More and more, however, we are turning to science and controlled experimentation for our dietary advice. I sense that this is explains the great interest that people with diabetes have in the glycemic index.
Emerging science is now concerned with cooking foods at high temperatures. This is unhealthful because it dramatically increases the production of advanced glycation end products (AGEs). These compounds in the blood stimulate cells to produce inflammation-causing proteins.
It’s possible that a diet low in AGEs can help control our diabetes, suggests AGEs researcher Joe Anderson in recent correspondence with me.
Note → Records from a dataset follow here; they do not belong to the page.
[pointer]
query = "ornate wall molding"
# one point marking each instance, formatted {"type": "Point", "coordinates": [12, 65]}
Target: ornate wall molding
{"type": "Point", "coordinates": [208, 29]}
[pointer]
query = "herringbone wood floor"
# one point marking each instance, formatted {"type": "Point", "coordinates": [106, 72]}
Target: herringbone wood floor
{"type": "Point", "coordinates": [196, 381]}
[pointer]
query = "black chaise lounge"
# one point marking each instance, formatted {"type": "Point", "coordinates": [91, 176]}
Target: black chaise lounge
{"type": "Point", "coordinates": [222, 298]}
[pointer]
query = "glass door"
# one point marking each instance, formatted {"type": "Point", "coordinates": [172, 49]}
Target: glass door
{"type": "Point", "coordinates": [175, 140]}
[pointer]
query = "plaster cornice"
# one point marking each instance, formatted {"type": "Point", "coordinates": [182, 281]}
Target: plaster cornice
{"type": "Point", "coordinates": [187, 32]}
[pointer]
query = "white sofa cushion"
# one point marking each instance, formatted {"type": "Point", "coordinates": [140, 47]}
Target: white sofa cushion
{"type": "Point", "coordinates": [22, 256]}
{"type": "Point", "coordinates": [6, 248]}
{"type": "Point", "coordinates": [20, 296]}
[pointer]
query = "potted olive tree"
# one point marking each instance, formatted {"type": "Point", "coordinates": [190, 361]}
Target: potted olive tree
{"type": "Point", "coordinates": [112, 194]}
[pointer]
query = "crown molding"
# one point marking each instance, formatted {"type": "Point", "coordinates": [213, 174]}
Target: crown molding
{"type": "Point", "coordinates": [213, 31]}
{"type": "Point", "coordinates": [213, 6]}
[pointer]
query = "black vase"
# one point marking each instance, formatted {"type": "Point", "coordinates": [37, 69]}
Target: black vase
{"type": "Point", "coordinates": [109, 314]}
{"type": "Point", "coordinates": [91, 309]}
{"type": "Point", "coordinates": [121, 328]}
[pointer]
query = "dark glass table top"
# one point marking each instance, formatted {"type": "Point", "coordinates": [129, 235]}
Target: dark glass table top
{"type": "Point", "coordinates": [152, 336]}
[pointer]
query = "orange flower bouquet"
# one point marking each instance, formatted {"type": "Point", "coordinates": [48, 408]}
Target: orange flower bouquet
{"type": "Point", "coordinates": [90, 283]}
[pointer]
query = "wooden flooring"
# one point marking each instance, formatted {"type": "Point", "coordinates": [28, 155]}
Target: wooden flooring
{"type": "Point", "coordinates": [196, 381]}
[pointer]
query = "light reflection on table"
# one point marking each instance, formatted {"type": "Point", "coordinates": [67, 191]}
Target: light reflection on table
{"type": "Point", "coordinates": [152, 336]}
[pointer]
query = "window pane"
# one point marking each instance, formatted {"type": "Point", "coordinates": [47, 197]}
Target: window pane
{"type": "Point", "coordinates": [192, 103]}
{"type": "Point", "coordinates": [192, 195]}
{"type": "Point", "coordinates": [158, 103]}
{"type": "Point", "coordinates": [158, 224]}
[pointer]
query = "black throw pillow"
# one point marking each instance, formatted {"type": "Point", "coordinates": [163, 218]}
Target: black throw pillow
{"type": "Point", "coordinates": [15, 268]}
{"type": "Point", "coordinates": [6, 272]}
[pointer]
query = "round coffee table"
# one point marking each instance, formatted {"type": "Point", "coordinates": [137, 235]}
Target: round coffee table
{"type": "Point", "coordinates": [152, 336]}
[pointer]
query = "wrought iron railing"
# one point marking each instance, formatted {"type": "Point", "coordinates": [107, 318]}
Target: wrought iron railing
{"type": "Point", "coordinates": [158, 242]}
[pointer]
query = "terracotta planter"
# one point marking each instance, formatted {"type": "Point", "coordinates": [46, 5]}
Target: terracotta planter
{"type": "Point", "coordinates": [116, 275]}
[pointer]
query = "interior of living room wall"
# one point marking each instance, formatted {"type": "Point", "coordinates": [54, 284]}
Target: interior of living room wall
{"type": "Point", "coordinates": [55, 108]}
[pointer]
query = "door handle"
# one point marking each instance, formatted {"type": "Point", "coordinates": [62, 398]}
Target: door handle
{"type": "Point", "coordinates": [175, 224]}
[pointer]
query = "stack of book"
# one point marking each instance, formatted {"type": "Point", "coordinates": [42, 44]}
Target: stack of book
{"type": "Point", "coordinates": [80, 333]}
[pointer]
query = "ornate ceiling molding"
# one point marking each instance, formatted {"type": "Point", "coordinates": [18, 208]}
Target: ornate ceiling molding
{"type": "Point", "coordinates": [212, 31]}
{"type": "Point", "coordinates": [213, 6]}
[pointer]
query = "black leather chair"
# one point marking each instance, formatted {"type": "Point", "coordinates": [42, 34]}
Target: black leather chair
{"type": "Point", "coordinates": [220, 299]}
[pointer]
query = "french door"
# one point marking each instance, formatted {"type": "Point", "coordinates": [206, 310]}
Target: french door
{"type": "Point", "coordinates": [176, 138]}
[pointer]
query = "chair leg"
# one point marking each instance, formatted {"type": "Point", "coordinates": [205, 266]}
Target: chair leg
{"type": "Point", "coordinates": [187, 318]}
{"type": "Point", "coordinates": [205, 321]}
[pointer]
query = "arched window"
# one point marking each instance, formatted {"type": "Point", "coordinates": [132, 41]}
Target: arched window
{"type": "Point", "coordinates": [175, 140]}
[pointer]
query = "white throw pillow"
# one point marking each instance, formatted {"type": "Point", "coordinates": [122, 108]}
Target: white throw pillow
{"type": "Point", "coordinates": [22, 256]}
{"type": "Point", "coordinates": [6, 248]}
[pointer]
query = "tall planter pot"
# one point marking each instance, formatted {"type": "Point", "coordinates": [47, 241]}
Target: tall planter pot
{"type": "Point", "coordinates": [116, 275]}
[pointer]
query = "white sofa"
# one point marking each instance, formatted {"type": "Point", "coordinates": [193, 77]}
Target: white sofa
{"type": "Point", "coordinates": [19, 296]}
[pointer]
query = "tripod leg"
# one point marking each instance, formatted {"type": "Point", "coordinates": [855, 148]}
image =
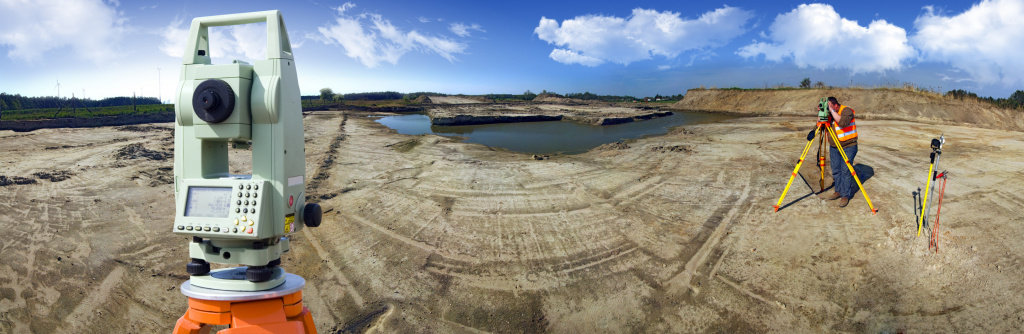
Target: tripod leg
{"type": "Point", "coordinates": [794, 175]}
{"type": "Point", "coordinates": [821, 162]}
{"type": "Point", "coordinates": [935, 228]}
{"type": "Point", "coordinates": [924, 206]}
{"type": "Point", "coordinates": [832, 132]}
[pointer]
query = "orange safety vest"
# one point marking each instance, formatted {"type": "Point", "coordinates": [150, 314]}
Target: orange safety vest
{"type": "Point", "coordinates": [848, 132]}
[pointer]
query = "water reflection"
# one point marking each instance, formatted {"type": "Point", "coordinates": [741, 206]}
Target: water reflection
{"type": "Point", "coordinates": [548, 137]}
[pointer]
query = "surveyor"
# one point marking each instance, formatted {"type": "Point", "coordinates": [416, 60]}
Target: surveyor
{"type": "Point", "coordinates": [846, 131]}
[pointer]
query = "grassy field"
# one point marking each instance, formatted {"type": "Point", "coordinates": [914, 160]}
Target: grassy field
{"type": "Point", "coordinates": [51, 113]}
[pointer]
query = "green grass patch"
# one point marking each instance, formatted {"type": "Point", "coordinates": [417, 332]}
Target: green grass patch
{"type": "Point", "coordinates": [53, 113]}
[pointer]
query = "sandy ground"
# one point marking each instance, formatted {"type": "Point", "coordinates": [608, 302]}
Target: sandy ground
{"type": "Point", "coordinates": [424, 234]}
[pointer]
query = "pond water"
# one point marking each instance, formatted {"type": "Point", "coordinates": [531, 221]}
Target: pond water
{"type": "Point", "coordinates": [549, 137]}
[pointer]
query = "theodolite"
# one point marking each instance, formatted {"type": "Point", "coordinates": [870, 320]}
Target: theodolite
{"type": "Point", "coordinates": [231, 218]}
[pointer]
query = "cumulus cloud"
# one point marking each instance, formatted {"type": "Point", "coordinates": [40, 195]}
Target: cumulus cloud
{"type": "Point", "coordinates": [371, 39]}
{"type": "Point", "coordinates": [90, 28]}
{"type": "Point", "coordinates": [232, 42]}
{"type": "Point", "coordinates": [814, 35]}
{"type": "Point", "coordinates": [591, 40]}
{"type": "Point", "coordinates": [984, 41]}
{"type": "Point", "coordinates": [464, 30]}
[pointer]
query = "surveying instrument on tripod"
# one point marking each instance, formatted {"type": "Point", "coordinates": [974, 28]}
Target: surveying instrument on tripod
{"type": "Point", "coordinates": [933, 175]}
{"type": "Point", "coordinates": [821, 129]}
{"type": "Point", "coordinates": [241, 219]}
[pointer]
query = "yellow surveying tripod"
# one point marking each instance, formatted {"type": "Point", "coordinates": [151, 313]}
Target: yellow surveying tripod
{"type": "Point", "coordinates": [824, 122]}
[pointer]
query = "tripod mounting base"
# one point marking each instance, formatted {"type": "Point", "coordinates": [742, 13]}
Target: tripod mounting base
{"type": "Point", "coordinates": [233, 279]}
He is the primary author of a remarkable new synthesis of the evidence about the effects of AGEs. Joe tells me that he is a research engineer working with an MD and another research engineer.
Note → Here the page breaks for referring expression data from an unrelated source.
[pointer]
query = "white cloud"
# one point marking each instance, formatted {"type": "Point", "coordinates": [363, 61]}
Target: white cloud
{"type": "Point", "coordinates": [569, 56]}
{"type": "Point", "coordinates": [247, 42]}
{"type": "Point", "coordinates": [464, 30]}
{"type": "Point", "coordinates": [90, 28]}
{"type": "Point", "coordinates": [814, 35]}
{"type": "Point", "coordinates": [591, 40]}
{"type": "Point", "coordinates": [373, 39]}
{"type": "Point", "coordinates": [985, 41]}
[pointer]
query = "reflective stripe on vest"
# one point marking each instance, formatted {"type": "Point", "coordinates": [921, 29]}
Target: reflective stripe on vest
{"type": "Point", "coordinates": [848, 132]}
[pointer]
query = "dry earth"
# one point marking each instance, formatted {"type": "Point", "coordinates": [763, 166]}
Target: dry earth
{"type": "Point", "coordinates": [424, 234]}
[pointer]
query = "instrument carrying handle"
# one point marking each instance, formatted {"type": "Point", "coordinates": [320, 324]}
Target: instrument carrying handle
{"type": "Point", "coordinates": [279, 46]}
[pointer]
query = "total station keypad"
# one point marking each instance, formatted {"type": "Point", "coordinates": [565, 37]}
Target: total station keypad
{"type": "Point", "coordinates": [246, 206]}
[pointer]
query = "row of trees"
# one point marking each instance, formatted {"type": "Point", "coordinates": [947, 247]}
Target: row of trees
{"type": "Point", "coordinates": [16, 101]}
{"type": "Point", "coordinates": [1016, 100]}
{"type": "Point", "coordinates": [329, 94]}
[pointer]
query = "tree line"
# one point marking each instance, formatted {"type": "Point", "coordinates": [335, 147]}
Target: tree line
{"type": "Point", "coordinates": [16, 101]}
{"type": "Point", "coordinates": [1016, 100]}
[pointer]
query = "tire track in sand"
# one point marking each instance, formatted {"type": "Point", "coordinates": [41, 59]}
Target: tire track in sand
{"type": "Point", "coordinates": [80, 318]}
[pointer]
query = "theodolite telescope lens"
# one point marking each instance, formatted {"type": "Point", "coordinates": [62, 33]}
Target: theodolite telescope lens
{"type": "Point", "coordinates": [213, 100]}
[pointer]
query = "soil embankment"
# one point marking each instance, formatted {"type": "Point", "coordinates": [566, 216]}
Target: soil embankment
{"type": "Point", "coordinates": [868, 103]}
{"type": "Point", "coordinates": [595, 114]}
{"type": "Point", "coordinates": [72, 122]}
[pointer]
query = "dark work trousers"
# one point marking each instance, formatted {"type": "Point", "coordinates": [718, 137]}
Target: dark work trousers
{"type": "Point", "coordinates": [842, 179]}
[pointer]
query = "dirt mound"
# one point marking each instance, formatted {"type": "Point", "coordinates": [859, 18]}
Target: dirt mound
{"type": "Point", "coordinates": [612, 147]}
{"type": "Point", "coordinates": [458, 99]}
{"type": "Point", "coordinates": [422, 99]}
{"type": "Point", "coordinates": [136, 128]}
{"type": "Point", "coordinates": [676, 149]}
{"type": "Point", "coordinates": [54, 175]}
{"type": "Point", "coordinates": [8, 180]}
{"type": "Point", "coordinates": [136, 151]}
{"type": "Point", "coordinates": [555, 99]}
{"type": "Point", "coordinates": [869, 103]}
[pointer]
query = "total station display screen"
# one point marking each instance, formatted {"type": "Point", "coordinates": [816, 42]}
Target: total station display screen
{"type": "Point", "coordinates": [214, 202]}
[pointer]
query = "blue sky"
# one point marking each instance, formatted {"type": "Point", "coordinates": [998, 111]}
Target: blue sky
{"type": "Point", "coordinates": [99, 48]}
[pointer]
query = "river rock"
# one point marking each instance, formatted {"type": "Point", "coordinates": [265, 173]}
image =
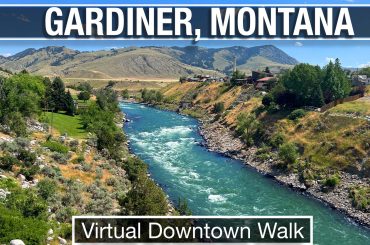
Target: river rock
{"type": "Point", "coordinates": [16, 242]}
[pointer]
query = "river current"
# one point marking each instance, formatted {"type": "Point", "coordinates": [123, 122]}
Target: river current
{"type": "Point", "coordinates": [216, 185]}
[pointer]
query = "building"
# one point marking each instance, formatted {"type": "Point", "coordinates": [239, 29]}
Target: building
{"type": "Point", "coordinates": [265, 83]}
Heating food to more than about 240 degrees Fahrenheit causes a rapid increase in AGEs and generates damaging fat and sugar oxidation products, he says. “AGEs, usually indicated by browning, have intense, tasty flavors humans like to eat.”
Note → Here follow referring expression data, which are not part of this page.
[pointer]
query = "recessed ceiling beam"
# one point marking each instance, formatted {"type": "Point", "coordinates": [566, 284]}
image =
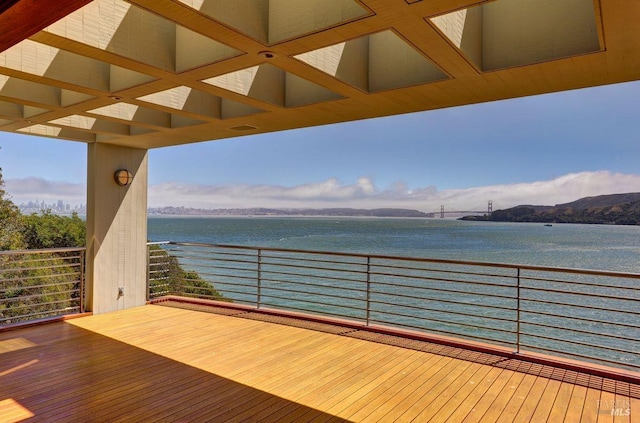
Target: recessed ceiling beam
{"type": "Point", "coordinates": [23, 18]}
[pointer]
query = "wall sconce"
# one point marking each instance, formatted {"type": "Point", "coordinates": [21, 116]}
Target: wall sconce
{"type": "Point", "coordinates": [123, 177]}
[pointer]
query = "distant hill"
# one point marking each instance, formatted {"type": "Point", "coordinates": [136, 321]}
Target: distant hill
{"type": "Point", "coordinates": [615, 209]}
{"type": "Point", "coordinates": [342, 212]}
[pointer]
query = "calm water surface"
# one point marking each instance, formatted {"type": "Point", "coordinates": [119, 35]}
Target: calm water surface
{"type": "Point", "coordinates": [602, 247]}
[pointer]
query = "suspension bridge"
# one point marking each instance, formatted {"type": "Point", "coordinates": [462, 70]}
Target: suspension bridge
{"type": "Point", "coordinates": [444, 213]}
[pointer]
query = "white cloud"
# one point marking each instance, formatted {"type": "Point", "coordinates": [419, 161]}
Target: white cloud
{"type": "Point", "coordinates": [363, 193]}
{"type": "Point", "coordinates": [23, 190]}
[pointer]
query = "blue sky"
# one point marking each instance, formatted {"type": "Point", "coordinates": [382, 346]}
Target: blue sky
{"type": "Point", "coordinates": [545, 150]}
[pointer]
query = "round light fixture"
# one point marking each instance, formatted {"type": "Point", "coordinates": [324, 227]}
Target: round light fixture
{"type": "Point", "coordinates": [123, 177]}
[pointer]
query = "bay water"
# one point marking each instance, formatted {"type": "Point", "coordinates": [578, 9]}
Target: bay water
{"type": "Point", "coordinates": [598, 247]}
{"type": "Point", "coordinates": [595, 247]}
That’s the crux of the problem. So Joe’s mantra is “If it’s brown, put it down.”
Don’t use fried, barbecued, broiled, or baked foods, especially if they contain sugar, he says. “Do use fresh, raw, steamed, stewed, poached, boiled or lightly sautéed foods.”
Using a microwave is fine, he tells me. “Microwaves are lousy at browning. That’s good! Like all cooking, its better to cover so steam builds up, which evens out the heating effects, and the steam helps exclude oxygen, which also helps reduce AGEs.”
The problem is not just over-heating sugar. Fat and protein can be just as serious a concern.
“It’s easily missed in the paper, but fats are really big-time AGE producers when cooked at high temperatures,” Joe tells me. “I’ll be posting some data soon. Vegetable fats contain very little saturated fats and they are usually cooked less severely. Since we Americans usually prefer roasted and broiled meats – and much of the fat is on the outside – the meat-based saturated fat gets really high in AGE content when browned. That may be the reason saturated fats are linked to health issues….It’s the AGEs generated from cooking, not the saturated fats themselves.
“Another, largely unrecognized, source of dietary AGEs is animal products from animals fed a high-AGE and/or an AGE-inducing diet. This probably includes most commercial poultry, grain-fed beef, and other animals that have high levels of AGEs and/or AGE inducers in their diet. Any ‘fattened’ animal has probably been fed such a diet since that is how rapid weight gain can be produced.”
Almost four years ago, I wrote about early research on AGEs directed by Helen Vlassara, M.D. She is a professor at the Mount Sinai School of Medicine in New York. Dr. Vlassara and her associates says that a lifelong diet high in AGEs leaves the immune system in a constant state of low-grade inflammation, which damages the small and mid-sized arteries. This, in turn, can lead to heart disease and other complications of diabetes.
While the focus on AGEs has taken off in the past decade, it dates back to 1912 when a French scientist, Louis Camille Maillard, described a browning reaction that occurred when he heated amino acids with sugars. Nobody paid much attention at the time, but his discovery is now known as the Maillard reaction.
Another outstanding article, Jill Pope’s “Cure for the Browning Blues", lucidly explains the Maillard reaction and some antioxidant and drug strategies being developed to counteract it.
Both Joe’s and Jill’s article are well worth your consideration. It’s looking more and more like reducing our AGEs will help us age better.